During its first couple of billion years, Venus could have been warm and wet — a paradise for life. Research in recent years says it could have had a global ocean — a perfect place for life to take hold.

Today, though, the planet is anything but paradise. The surface temperature is about 865 degrees Fahrenheit, and the surface pressure is more than 90 times greater than Earth’s.

The change probably was caused by a runaway greenhouse effect, which began as the Sun got brighter. When it was born, the Sun was a good bit fainter than it is today. That allowed the ocean on Venus to form in the first place.

As the Sun aged, though, it got brighter and hotter. The water in Venus’s ocean began to evaporate. The extra water vapor in the atmosphere trapped more of the Sun’s heat, speeding up the process.
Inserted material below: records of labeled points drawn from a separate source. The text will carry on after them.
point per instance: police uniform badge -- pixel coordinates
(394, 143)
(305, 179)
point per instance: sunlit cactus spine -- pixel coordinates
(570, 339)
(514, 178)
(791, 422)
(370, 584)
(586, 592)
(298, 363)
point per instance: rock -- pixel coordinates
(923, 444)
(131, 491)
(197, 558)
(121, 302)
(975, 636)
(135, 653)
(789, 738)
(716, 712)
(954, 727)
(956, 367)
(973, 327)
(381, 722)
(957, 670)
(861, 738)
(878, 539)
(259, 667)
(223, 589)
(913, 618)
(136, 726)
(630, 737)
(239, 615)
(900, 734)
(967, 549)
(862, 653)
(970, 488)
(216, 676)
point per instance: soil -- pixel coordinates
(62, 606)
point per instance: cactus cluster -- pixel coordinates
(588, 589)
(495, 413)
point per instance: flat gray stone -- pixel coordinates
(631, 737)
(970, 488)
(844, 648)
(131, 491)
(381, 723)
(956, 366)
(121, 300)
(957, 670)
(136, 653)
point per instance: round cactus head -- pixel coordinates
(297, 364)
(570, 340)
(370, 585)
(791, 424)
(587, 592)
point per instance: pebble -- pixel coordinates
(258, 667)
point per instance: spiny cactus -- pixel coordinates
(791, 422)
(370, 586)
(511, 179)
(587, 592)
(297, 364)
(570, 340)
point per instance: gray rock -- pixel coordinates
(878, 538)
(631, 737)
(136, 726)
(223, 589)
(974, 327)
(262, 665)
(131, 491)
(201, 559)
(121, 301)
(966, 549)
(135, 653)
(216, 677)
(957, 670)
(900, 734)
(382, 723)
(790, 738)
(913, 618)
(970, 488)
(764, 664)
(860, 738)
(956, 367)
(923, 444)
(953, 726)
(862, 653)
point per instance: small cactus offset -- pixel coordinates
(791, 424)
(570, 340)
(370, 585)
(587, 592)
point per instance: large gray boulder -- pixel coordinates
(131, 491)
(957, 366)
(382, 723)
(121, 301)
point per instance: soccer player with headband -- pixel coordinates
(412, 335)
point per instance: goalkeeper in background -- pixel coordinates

Radiation from the Sun zapped water molecules in the atmosphere, splitting them apart. The hydrogen escaped into space, while the oxygen combined with carbon to make carbon dioxide. At first, most of it was locked in the rocks. As Venus got hotter, though, more and more was released into the air. The CO2 trapped even more solar energy, cranking up the thermostat even more — turning Venus from paradise to purgatory.

Venus is still beautiful to look at, though. Right now, it’s the brilliant “morning star.” It’ll stand quite close to the crescent Moon at dawn tomorrow, and farther to the upper right of the Moon on Sunday.